Opérette en trois actes et quatre tableaux, 1923 de Reynaldo Hahn
Livret de Robert de Flers et Francis de Croisset.
Direction d’orchestre : Laurence Equilbey
Mise en scène : Michel Fau
Orchestre symphonique de l’Opéra de Toulon
Ciboulette, Julie Fuchs
Duparquet, Jean-François Lapointe
Antonin, Julien Behr
Zénobie, Eva Ganizate
Roger, Ronan Debois
Madame Pingret, Bernadette Lafont
La Comtesse de Castiglione, Michel Fau
Destinées à opposer aux comédies musicales américaines la saveur de l’opérette parisienne, Ciboulette est la première partition légère qu’écrivit Reynaldo Hahn. On y suit les tribulations de la jolie maraîchère Ciboulette, décidée à se forger un destin brillant sans sacrifier ses sentiments. Sa quête du bonheur l’amène à croiser toute une galerie de personnages typiques du Paris de la Belle Époque, des plus modestes aux plus distingués. Ciboulette fut créée aux Variétés par Edmée Favart et Jean Périer, deux artistes formés à l’Opéra Comique.
Notre avis : L’intrigue, issue des efforts conjugués de Robert de Flers et Francis de Croisset, tient sur un timbre poste… Dans le Paris de 1867 la bourgeoisie s’encanaille aux Halles. Les demi mondaines font courir les godelureaux, à l’instar du benêt Antonin de Mourmelon que Zénobie mène par le bout du nez. Lorsqu’il découvre qu’elle le trompe avec le nouveau capitaine des hussards, il la livre à son rival, elle et les factures de ses dépenses somptuaires. Cet univers grisouille (et un peu long, au regard de ce qui suivra), choix de mise en scène oblige, se colore et s’avive dès que la ravissante Ciboulette, maraîchère peu farouche, déboule, sa carriole remplie de choux. Va-t-elle, malgré ses huit prétendants, tomber amoureuse d’Antonin ? Nous n’aurons point l’outrecuidance de le dévoiler ici. Un seul indice : Ciboulette délaissera les champs pour le chant puisque, sous le gracieux nom de Conchita Ciboulero, elle enchantera le tout Paris de ces airs à consonances plus ou moins espagnoles, le tout sous l’égide de sa « nouvelle » mère, la poissonnière Mme Pingret.

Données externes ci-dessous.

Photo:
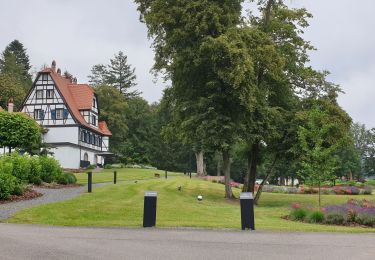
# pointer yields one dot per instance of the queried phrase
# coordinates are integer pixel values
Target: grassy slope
(122, 175)
(122, 205)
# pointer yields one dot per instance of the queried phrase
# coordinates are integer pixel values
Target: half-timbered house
(69, 114)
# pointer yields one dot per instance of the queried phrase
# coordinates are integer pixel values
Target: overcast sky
(81, 33)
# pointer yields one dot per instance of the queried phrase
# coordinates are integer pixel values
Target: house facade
(69, 114)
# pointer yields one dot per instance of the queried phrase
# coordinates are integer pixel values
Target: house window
(93, 120)
(49, 93)
(39, 94)
(38, 114)
(59, 113)
(86, 157)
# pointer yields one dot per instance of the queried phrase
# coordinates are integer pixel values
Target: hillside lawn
(121, 205)
(123, 174)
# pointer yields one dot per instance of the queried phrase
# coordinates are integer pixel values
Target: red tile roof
(104, 128)
(77, 97)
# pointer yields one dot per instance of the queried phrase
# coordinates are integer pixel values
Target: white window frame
(49, 91)
(59, 113)
(39, 91)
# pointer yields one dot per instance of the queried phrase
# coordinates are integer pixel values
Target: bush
(366, 220)
(91, 167)
(67, 178)
(8, 184)
(51, 169)
(21, 166)
(335, 219)
(316, 217)
(298, 214)
(108, 166)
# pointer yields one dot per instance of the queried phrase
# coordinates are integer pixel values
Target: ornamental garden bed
(335, 190)
(351, 213)
(17, 172)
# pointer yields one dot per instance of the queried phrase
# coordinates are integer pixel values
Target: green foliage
(19, 130)
(11, 87)
(8, 185)
(316, 217)
(335, 219)
(298, 214)
(66, 178)
(118, 74)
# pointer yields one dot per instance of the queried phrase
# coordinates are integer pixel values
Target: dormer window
(39, 94)
(49, 93)
(93, 121)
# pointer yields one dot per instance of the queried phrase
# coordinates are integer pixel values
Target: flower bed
(338, 190)
(354, 212)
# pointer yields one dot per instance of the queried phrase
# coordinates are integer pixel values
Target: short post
(247, 210)
(149, 211)
(89, 182)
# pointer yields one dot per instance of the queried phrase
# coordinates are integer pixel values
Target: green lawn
(123, 174)
(122, 205)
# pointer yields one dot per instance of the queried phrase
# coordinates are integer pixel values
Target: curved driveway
(44, 242)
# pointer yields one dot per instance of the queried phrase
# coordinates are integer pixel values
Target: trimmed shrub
(316, 217)
(108, 166)
(335, 219)
(298, 214)
(8, 184)
(21, 166)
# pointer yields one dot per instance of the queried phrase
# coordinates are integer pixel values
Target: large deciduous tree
(188, 49)
(118, 73)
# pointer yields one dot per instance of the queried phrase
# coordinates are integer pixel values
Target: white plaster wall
(67, 156)
(91, 156)
(61, 134)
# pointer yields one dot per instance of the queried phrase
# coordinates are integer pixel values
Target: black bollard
(149, 211)
(89, 182)
(247, 210)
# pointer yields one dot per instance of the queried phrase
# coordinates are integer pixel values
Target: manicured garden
(122, 205)
(123, 174)
(18, 172)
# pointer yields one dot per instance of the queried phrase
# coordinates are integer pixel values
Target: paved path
(43, 242)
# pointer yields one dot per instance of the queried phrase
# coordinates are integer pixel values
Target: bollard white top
(246, 196)
(151, 194)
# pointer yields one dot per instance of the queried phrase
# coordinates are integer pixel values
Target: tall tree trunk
(252, 163)
(200, 163)
(260, 189)
(226, 170)
(218, 168)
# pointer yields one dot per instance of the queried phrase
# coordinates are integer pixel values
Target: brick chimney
(10, 105)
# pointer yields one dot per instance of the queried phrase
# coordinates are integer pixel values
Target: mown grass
(123, 174)
(122, 205)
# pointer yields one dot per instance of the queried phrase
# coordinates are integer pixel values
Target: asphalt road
(43, 242)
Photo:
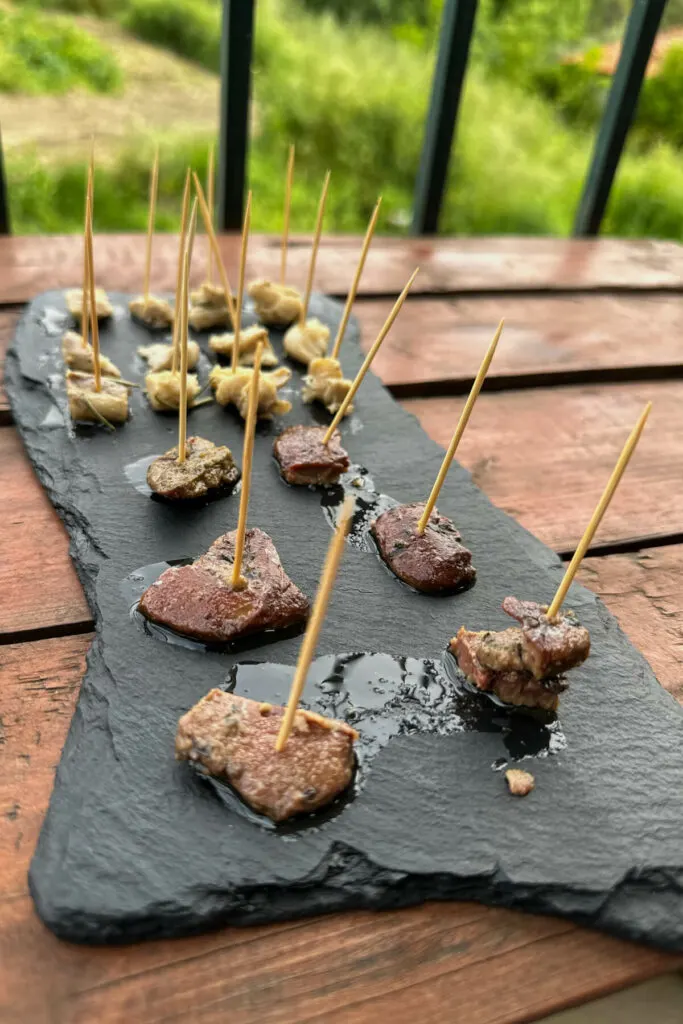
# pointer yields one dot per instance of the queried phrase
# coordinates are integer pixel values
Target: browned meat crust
(235, 739)
(207, 467)
(549, 648)
(199, 601)
(432, 562)
(304, 459)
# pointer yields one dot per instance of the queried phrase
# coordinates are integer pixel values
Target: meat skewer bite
(282, 761)
(169, 390)
(308, 455)
(213, 305)
(325, 381)
(420, 546)
(308, 338)
(278, 304)
(238, 587)
(155, 312)
(91, 398)
(526, 665)
(78, 299)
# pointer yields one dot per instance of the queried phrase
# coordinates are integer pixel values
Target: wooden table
(594, 329)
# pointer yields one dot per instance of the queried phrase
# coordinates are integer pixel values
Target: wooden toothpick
(315, 622)
(178, 278)
(214, 246)
(460, 430)
(241, 283)
(154, 186)
(239, 583)
(600, 510)
(369, 358)
(350, 298)
(94, 326)
(211, 193)
(184, 297)
(286, 223)
(314, 247)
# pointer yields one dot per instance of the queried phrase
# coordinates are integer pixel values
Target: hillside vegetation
(349, 83)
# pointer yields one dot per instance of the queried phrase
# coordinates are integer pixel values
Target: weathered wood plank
(483, 264)
(406, 966)
(545, 455)
(40, 589)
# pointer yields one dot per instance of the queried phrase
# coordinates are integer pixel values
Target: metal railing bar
(638, 41)
(236, 57)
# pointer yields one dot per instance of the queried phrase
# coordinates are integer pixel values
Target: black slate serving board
(135, 845)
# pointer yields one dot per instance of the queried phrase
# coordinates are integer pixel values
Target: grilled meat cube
(207, 467)
(233, 738)
(209, 307)
(308, 341)
(78, 355)
(74, 298)
(303, 459)
(154, 312)
(326, 383)
(275, 305)
(199, 600)
(519, 782)
(164, 390)
(222, 344)
(432, 562)
(549, 647)
(89, 406)
(232, 389)
(159, 355)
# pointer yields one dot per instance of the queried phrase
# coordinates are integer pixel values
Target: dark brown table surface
(594, 329)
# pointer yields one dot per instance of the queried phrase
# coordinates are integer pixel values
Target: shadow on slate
(134, 845)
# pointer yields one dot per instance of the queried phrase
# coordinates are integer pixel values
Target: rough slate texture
(135, 845)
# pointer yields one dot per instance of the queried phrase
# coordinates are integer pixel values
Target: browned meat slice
(432, 562)
(304, 459)
(510, 684)
(549, 647)
(235, 739)
(207, 467)
(519, 782)
(199, 601)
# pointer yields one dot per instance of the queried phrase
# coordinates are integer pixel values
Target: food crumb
(519, 782)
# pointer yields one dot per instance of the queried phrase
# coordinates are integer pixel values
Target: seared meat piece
(432, 562)
(74, 299)
(199, 600)
(159, 355)
(519, 782)
(156, 313)
(549, 647)
(327, 384)
(78, 355)
(209, 307)
(275, 305)
(164, 390)
(207, 467)
(308, 341)
(88, 406)
(233, 738)
(222, 344)
(304, 459)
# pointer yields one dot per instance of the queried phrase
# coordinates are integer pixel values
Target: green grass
(46, 53)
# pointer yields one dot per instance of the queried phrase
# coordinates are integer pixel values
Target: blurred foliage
(43, 53)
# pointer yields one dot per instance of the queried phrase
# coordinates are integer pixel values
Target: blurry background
(347, 81)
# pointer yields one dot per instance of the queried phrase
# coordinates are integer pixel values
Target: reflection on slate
(137, 845)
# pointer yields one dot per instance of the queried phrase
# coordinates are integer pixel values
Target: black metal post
(636, 48)
(236, 54)
(456, 34)
(4, 207)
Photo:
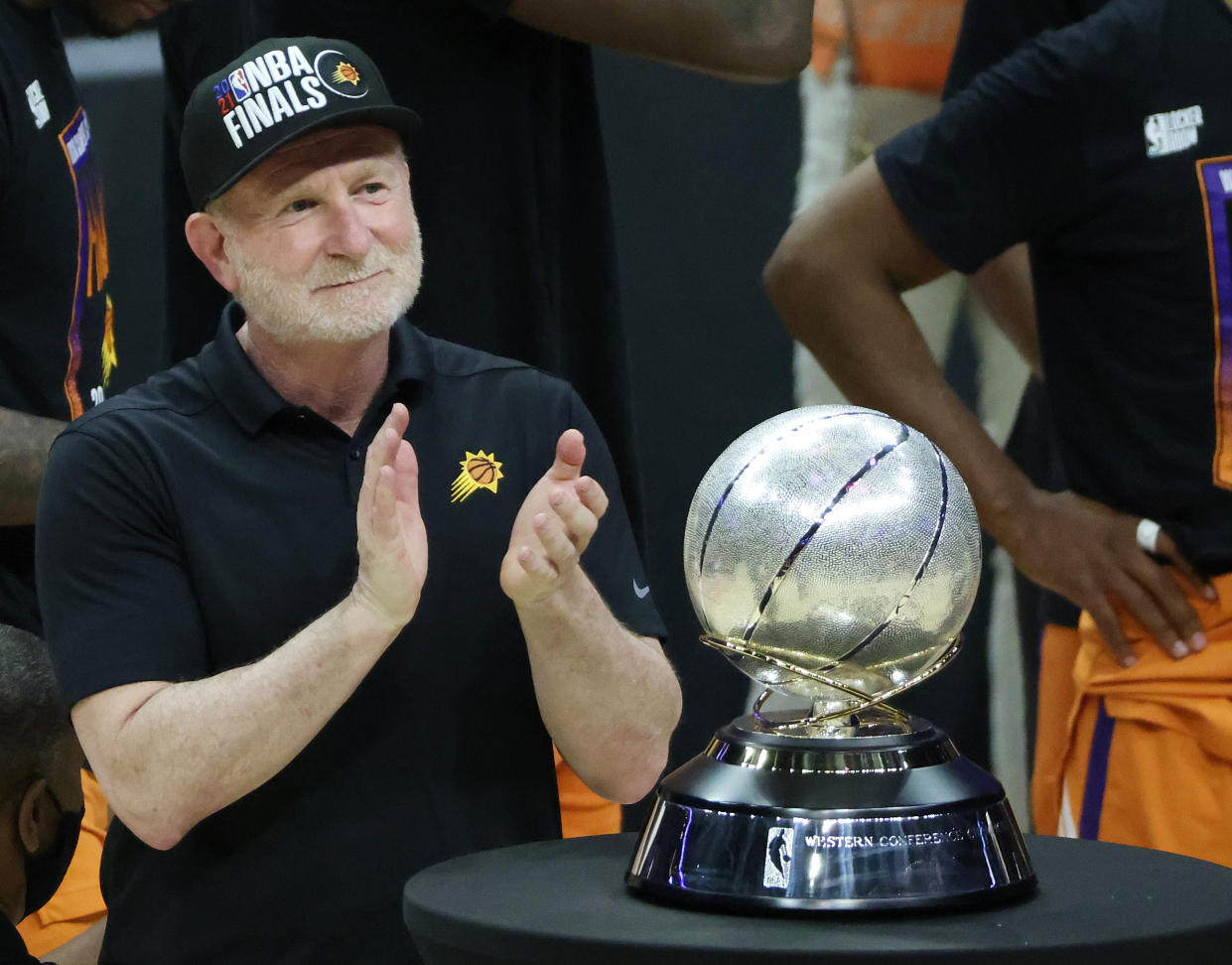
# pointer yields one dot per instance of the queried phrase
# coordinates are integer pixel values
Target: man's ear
(205, 240)
(32, 816)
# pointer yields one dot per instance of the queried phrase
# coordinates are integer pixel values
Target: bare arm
(836, 279)
(172, 755)
(1005, 286)
(24, 445)
(608, 697)
(742, 40)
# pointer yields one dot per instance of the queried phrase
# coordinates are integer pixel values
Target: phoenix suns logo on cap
(280, 84)
(341, 74)
(479, 471)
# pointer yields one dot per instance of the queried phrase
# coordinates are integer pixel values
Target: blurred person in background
(57, 326)
(41, 804)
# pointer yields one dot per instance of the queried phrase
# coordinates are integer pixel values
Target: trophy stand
(832, 554)
(873, 811)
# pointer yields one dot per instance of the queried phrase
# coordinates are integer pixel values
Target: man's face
(323, 236)
(113, 18)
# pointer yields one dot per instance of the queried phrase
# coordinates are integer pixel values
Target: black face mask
(46, 871)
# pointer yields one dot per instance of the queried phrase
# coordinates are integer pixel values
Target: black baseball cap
(272, 93)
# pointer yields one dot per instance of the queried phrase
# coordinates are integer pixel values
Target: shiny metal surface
(732, 857)
(833, 552)
(842, 823)
(828, 760)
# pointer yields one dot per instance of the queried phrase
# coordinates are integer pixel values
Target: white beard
(289, 310)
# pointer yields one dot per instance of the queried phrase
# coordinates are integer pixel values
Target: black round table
(564, 901)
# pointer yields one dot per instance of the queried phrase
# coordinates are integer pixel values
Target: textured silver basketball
(837, 540)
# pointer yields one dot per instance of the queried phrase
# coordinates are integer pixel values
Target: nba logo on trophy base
(832, 554)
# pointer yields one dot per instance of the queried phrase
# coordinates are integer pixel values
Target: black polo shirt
(194, 524)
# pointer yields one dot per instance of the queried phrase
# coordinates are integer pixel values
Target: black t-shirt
(1105, 146)
(220, 520)
(992, 30)
(57, 346)
(13, 949)
(507, 177)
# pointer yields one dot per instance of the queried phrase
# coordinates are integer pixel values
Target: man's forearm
(609, 698)
(172, 755)
(742, 40)
(24, 445)
(829, 281)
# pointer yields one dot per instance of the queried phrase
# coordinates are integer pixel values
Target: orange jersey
(904, 45)
(582, 811)
(1143, 755)
(77, 902)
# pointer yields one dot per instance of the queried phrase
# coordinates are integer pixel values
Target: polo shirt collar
(253, 402)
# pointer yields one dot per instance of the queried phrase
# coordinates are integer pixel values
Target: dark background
(702, 178)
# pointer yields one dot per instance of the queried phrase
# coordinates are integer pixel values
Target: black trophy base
(880, 813)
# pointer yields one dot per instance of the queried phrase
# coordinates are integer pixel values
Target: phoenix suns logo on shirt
(479, 471)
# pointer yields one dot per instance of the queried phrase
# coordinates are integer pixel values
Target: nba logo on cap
(239, 84)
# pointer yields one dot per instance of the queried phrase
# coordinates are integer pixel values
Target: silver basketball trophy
(832, 554)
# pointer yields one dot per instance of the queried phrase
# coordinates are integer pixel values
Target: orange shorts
(582, 811)
(904, 45)
(1143, 755)
(77, 902)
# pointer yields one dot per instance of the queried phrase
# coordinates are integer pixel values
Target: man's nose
(347, 233)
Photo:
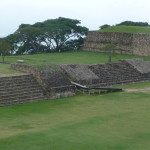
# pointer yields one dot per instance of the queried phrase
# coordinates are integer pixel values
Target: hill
(127, 29)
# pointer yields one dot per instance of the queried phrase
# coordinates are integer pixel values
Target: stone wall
(108, 74)
(126, 43)
(54, 82)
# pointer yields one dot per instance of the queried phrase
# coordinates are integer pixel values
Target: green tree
(53, 35)
(4, 48)
(104, 26)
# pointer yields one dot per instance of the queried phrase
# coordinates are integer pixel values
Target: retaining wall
(126, 43)
(54, 82)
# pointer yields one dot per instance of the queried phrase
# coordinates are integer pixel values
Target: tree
(104, 26)
(29, 39)
(4, 48)
(132, 23)
(53, 35)
(110, 49)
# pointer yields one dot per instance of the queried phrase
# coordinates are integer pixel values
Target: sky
(91, 13)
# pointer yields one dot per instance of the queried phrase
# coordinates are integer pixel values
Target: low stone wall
(54, 82)
(126, 43)
(108, 74)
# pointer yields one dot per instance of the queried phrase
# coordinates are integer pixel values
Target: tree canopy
(53, 35)
(4, 48)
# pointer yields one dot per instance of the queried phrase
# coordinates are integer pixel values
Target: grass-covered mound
(115, 121)
(127, 29)
(80, 57)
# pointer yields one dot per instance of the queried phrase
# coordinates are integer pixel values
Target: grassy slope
(116, 121)
(127, 29)
(82, 57)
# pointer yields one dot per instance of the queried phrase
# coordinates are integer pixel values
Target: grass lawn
(127, 29)
(82, 57)
(114, 121)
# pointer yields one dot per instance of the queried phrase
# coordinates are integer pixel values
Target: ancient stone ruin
(126, 43)
(51, 82)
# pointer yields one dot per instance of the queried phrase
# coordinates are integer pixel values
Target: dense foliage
(104, 26)
(131, 23)
(53, 35)
(4, 48)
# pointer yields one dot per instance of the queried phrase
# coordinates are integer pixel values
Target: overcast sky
(91, 13)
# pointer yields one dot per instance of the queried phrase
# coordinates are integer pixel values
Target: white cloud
(91, 13)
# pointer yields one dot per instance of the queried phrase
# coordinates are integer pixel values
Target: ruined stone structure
(49, 82)
(105, 75)
(126, 43)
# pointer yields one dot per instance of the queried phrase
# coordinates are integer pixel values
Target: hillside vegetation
(82, 57)
(127, 29)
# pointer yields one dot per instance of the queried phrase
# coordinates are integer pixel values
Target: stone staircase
(116, 73)
(20, 89)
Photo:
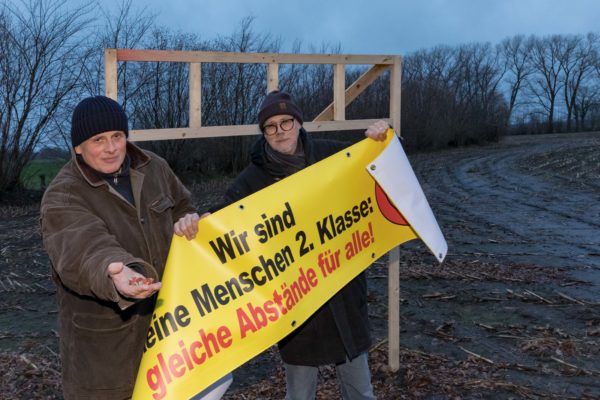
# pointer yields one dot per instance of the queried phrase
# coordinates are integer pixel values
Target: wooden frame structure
(332, 118)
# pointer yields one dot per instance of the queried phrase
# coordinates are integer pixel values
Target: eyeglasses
(285, 125)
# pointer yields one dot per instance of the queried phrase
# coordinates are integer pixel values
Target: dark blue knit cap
(95, 115)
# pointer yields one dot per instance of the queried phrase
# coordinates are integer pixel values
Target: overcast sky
(379, 26)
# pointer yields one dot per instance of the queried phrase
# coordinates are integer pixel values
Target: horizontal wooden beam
(240, 130)
(250, 58)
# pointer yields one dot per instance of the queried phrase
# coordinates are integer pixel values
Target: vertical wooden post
(272, 77)
(394, 254)
(394, 309)
(110, 73)
(339, 92)
(395, 93)
(195, 95)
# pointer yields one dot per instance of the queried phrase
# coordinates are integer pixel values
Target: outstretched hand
(187, 226)
(377, 131)
(130, 283)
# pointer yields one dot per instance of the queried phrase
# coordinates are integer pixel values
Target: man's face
(281, 132)
(104, 152)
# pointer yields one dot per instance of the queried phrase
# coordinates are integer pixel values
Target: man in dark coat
(338, 333)
(107, 221)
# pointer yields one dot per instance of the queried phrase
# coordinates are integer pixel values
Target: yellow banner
(262, 266)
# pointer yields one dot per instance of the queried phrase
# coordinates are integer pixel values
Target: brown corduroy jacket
(86, 225)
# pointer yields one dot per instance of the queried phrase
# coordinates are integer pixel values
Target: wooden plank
(272, 77)
(240, 130)
(195, 95)
(110, 73)
(395, 94)
(250, 58)
(339, 87)
(355, 89)
(394, 309)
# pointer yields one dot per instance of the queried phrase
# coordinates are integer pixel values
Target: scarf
(280, 165)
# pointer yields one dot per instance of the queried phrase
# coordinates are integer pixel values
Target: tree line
(52, 56)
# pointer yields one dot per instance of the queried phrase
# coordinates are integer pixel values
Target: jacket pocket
(103, 353)
(162, 204)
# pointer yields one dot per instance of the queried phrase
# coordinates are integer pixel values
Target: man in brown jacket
(107, 222)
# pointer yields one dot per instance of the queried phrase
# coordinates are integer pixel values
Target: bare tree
(516, 52)
(546, 83)
(577, 62)
(43, 53)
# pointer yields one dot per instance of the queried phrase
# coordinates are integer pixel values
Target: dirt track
(513, 313)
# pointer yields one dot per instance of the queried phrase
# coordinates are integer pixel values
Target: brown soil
(513, 312)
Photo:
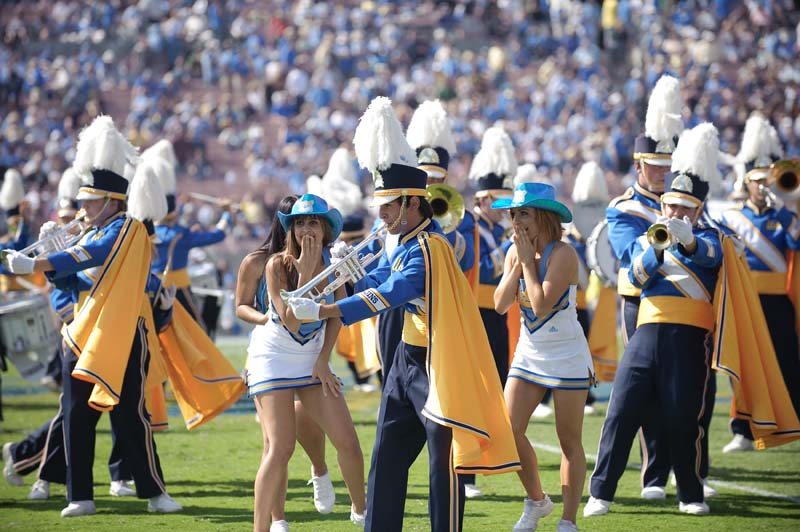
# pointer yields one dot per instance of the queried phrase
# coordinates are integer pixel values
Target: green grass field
(211, 471)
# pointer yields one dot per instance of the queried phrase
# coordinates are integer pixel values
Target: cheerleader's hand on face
(330, 382)
(304, 309)
(526, 249)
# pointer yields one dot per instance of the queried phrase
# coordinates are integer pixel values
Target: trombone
(784, 176)
(448, 206)
(659, 236)
(349, 269)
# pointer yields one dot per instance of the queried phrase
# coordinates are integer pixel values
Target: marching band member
(176, 240)
(107, 273)
(629, 216)
(424, 397)
(252, 306)
(542, 273)
(769, 232)
(290, 355)
(339, 185)
(493, 170)
(17, 235)
(665, 372)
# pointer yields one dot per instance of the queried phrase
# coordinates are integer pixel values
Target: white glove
(304, 309)
(47, 229)
(681, 230)
(167, 297)
(18, 263)
(340, 250)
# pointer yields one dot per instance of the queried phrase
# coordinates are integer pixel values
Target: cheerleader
(541, 273)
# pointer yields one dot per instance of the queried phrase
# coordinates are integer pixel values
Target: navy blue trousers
(402, 431)
(130, 423)
(663, 375)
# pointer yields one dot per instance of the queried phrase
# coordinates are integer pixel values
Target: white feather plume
(12, 192)
(496, 155)
(163, 148)
(379, 141)
(430, 126)
(69, 185)
(590, 184)
(146, 198)
(314, 185)
(698, 153)
(164, 172)
(526, 173)
(102, 146)
(759, 140)
(341, 166)
(663, 120)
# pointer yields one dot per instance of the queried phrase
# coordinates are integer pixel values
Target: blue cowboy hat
(311, 205)
(538, 196)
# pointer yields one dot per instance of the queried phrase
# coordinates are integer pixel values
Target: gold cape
(464, 388)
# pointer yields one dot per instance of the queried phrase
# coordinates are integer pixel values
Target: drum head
(600, 256)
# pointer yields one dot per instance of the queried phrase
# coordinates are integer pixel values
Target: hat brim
(333, 216)
(86, 195)
(377, 201)
(684, 200)
(564, 214)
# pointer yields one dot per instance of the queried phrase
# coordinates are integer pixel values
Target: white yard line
(724, 484)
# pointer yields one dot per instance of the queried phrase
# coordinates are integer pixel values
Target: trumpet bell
(658, 236)
(448, 206)
(784, 177)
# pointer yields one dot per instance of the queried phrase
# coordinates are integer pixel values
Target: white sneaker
(595, 507)
(542, 411)
(471, 491)
(738, 444)
(122, 488)
(279, 526)
(654, 493)
(324, 496)
(12, 477)
(694, 508)
(532, 512)
(79, 508)
(40, 490)
(358, 519)
(163, 504)
(566, 526)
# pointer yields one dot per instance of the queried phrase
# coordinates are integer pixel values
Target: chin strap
(401, 219)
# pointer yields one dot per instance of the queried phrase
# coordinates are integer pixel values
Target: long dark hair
(276, 239)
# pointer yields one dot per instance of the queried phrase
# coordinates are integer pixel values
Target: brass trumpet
(659, 236)
(784, 176)
(448, 206)
(350, 268)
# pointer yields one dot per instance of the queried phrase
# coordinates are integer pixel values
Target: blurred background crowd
(255, 95)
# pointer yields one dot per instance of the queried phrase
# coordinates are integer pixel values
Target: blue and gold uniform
(79, 270)
(768, 236)
(665, 370)
(629, 216)
(175, 242)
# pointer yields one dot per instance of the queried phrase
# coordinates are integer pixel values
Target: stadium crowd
(279, 85)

Ciboule/Ciboulette – opéra/opérette… Parce que cette opérette amusante, rythmée a été mise en scène avec malice par Michel Fau, qui s’octroie le rôle de la comtesse de Castiglione, aïeule au caractère bien trempé de l’héroïne de son Récital emphatique. Les décorateurs misent sur des agrandissements photographiques saisissants, restituant un Paris et une campagne fin 19ème fantasmés, en noir et blanc. Les notes de couleur qu’apportent les irrésistibles costumes de David Belugou acidulent, si besoin était, la partition alerte dirigée d’une main de maître par Laurence Equilbey. Les musiciens de Toulon ne déméritent pas durant les deux heures vingt de spectacle. La distribution est au diapason : les artistes ont franchement l’air de s’amuser sur scène. Que ce soit Julie Fuchs dans le rôle titre ou Julien Behr qui campe un Antonin plus bêta que nature, ces très bons chanteurs se lâchent pour donner tout son piquant à la farce. Jean-François Lapointe tire parfaitement son épingle du jeu dans le rôle du mentor Duparquet, le contrôleur des Halles qui, au milieu de cet univers loufoque, sait émouvoir la salle en évoquant un amour défunt. Mais, une fois encore, l’ensemble de la distribution est à saluer. Jusqu’à Bernadette Laffont, idéale en poissonnière-voyante non chantante. En prime le public est invité à interpréter deux airs. Pour cela rendez-vous à 19h afin d’être coaché vocalement par Christophe Grapperon (un habitué de la troupe des Brigands, bonne référence s’il en est !). Effet garanti. En un mot : une réussite.